Red Bull e Mercedes si inseguono a suon di novità tecniche in campo aerodinamico, dimostrando grande maestria e capacità tecnica. Nel frattempo, Ferrari resta a guardare.
La diretta esposizione ai flussi d’aria che caratterizza gli organi meccanici di una monoposto a ruote scoperte impone sempre il conferimento di una precisa forma e di una relativa funzione all’oggetto in questione, tanto che si tratti dello stelo di una sospensione quanto, allo stesso modo, delle superfici esterne della scatola del cambio. Per questo, l’utilizzo di questi ultimi come espedienti medianti i quali incrementare l’efficienza aerodinamica del veicolo risulta essere si una virtù dettata dalle necessità, ma anche un’abilità della quale non tutti hanno la possibilità di fregiarsi.

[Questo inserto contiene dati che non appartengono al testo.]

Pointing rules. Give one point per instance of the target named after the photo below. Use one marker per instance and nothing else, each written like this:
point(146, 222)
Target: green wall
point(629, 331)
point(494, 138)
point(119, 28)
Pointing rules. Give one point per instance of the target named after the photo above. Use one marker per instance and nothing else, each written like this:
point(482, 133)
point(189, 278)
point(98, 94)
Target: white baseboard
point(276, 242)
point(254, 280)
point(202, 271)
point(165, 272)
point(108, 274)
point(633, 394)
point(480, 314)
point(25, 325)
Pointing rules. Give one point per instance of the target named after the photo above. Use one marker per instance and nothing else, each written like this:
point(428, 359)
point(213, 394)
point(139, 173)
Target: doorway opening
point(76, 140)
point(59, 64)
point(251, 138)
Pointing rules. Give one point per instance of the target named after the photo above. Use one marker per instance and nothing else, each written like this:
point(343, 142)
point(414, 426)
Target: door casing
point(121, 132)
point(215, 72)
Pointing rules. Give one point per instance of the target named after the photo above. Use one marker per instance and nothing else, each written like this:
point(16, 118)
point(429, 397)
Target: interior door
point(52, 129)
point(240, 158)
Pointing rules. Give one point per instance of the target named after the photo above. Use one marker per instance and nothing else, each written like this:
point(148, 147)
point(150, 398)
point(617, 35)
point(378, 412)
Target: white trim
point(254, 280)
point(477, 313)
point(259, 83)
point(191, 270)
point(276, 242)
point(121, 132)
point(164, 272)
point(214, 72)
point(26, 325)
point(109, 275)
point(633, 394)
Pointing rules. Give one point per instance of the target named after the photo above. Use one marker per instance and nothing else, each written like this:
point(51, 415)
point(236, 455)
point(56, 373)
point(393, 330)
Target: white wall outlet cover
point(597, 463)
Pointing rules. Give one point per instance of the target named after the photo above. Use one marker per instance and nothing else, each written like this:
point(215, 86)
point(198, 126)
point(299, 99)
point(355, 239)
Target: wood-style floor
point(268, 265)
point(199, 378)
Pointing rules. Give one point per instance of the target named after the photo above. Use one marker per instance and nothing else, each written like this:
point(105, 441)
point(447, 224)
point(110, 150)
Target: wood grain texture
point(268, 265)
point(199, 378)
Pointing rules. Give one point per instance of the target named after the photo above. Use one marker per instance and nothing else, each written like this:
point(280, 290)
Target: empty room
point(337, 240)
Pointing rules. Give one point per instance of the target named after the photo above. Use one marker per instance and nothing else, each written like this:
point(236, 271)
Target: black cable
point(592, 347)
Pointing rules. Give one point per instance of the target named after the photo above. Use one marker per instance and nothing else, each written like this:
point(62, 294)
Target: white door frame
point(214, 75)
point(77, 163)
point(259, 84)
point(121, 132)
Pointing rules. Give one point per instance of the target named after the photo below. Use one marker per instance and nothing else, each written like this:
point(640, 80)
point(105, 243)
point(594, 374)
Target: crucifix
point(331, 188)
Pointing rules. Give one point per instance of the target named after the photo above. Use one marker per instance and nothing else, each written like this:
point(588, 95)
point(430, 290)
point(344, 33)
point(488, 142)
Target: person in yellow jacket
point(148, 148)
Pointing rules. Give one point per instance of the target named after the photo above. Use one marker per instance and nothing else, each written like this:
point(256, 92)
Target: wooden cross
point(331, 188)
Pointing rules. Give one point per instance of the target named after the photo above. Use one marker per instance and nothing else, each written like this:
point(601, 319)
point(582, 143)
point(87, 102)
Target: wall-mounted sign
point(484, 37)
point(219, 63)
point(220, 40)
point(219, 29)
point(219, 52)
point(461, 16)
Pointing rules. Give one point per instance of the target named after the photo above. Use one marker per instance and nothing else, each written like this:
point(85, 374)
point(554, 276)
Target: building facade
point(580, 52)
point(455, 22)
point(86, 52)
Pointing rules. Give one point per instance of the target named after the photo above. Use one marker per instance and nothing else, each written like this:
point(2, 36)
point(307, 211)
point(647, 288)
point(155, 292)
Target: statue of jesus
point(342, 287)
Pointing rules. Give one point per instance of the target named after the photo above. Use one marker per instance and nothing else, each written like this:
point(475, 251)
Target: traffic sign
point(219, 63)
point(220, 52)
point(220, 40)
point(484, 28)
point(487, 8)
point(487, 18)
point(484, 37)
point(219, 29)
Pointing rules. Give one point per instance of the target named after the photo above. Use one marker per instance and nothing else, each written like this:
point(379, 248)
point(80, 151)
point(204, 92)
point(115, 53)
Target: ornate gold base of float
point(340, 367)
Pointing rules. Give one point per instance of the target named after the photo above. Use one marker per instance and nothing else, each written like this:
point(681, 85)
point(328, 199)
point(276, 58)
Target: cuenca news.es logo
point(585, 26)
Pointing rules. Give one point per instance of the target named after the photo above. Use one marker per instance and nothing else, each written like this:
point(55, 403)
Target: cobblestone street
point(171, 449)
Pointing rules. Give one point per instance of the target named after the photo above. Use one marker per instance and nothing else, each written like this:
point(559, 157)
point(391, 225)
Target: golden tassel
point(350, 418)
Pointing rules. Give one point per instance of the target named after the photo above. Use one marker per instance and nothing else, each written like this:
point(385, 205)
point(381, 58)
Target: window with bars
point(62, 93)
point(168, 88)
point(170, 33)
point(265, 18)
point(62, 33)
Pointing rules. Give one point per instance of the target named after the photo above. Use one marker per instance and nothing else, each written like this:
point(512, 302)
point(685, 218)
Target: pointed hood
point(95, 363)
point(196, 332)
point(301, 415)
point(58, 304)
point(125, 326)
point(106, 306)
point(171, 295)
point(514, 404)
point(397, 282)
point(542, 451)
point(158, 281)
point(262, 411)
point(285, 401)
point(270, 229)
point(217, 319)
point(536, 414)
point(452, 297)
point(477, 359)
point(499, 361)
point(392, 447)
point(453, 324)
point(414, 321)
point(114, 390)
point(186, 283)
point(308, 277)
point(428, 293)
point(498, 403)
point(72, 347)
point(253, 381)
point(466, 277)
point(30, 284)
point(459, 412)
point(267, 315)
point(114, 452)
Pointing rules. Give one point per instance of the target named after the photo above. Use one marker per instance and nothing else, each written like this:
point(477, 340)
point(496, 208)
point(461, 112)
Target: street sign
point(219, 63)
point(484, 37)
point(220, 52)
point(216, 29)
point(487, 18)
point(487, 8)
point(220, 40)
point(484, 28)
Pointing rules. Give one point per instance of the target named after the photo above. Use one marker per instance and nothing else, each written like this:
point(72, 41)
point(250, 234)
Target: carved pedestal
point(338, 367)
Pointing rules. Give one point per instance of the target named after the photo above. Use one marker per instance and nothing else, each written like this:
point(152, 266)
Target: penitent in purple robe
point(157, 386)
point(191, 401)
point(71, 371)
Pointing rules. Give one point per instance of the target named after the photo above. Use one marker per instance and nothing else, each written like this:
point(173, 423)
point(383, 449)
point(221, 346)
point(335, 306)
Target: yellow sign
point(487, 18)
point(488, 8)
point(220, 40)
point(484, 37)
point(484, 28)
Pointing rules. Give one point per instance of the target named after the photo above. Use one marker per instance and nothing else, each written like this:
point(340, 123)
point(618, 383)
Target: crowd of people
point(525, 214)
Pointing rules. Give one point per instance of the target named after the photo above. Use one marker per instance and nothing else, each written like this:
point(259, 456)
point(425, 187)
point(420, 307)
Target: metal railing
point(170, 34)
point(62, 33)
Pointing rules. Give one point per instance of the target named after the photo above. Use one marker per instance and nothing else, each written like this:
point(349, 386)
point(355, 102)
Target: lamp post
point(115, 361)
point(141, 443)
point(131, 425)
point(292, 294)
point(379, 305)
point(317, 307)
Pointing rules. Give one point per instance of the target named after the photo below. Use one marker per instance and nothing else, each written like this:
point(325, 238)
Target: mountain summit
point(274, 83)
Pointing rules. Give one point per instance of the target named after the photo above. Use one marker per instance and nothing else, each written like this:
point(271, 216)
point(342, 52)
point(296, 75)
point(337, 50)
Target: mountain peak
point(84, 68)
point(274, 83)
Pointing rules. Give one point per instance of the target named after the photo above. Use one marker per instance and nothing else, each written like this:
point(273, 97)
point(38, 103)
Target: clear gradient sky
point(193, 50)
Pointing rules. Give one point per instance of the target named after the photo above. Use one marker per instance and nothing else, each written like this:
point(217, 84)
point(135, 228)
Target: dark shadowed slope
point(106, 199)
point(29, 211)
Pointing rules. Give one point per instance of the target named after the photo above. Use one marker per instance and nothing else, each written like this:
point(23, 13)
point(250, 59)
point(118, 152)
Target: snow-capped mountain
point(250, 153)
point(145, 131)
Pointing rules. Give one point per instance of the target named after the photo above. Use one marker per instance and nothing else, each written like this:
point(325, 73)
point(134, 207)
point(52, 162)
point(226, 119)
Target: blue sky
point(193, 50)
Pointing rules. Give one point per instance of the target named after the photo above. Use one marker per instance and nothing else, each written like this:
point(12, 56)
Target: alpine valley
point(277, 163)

I due esempi più caratteristici di virtuosità tecnica sono dati da Red Bull e Mercedes, con la prima capace di rivaleggiare in egual misura con la Stella nonostante un divario di trenta cavalli separi le prestazioni della Power Unit Honda da quella di Brackley. Tale capacità è ben visibile in pressoché ogni angolo della monoposto e una delle più recenti attualmente emerse riguarda le sospensioni posteriori, la loro sagomatura e il particolarissimo attacco che le caratterizza e che le differenzia, per una serie di ragioni, da quelle già viste sulla Mercedes W11. In questo caso, però, i bracci non solo presentano un ancoraggio lievemente diverso, che poggia ancora in parte sulla scatola del cambio, ma anche un orientamento sostanzialmente differente rispetto a quello della rivale anglo-tedesca: sulla monoposto di Newey, infatti, i bracci del triangolo inferiore sono molto inclinati verso il posteriore e questo, unitamente ad una ricerca compiuta sulla profilatura degli stessi che, per tale ragione, sembrano quasi sovrapporsi, permette di creare un vero e proprio effetto sigillo in corrispondenza della porzione superiore dell’estrattore, a tutto vantaggio del carico e dell’efficienza.
Diametralmente opposta è, invece, la situazione che regna in casa Ferrari, dove risulta ormai evidentissima l’arretratezza dei concetti utilizzati sulla SF1000, ancora troppo legata a crismi oltremodo tradizionali e, viste le velocità a cui viaggiano le novità nel mondo della Formula 1, vetusti. Se si escludono, infatti, i vari lavori compiuti sullo spostamento delle masse radianti dalla porzione sovrastante il propulsore alle pance, il conseguente snellimento dello snorkel, ora a sezione puramente triangolare e, infine, una rivisitazione della sezione d’ingresso delle pance, è possibile notare come la vettura di Maranello porti ancora con se i medesimi concetti già visti sulla SF71‑H del 2018, ormai ritenuti superati dalla concorrenza e, per questo, da considerarsi non più validi in una annata in cui persino i più piccoli costruttori, come McLaren o Renault, puntano molto su rinnovamento, guadagno prestazionale e sperimentazione in ogni singola area della monoposto.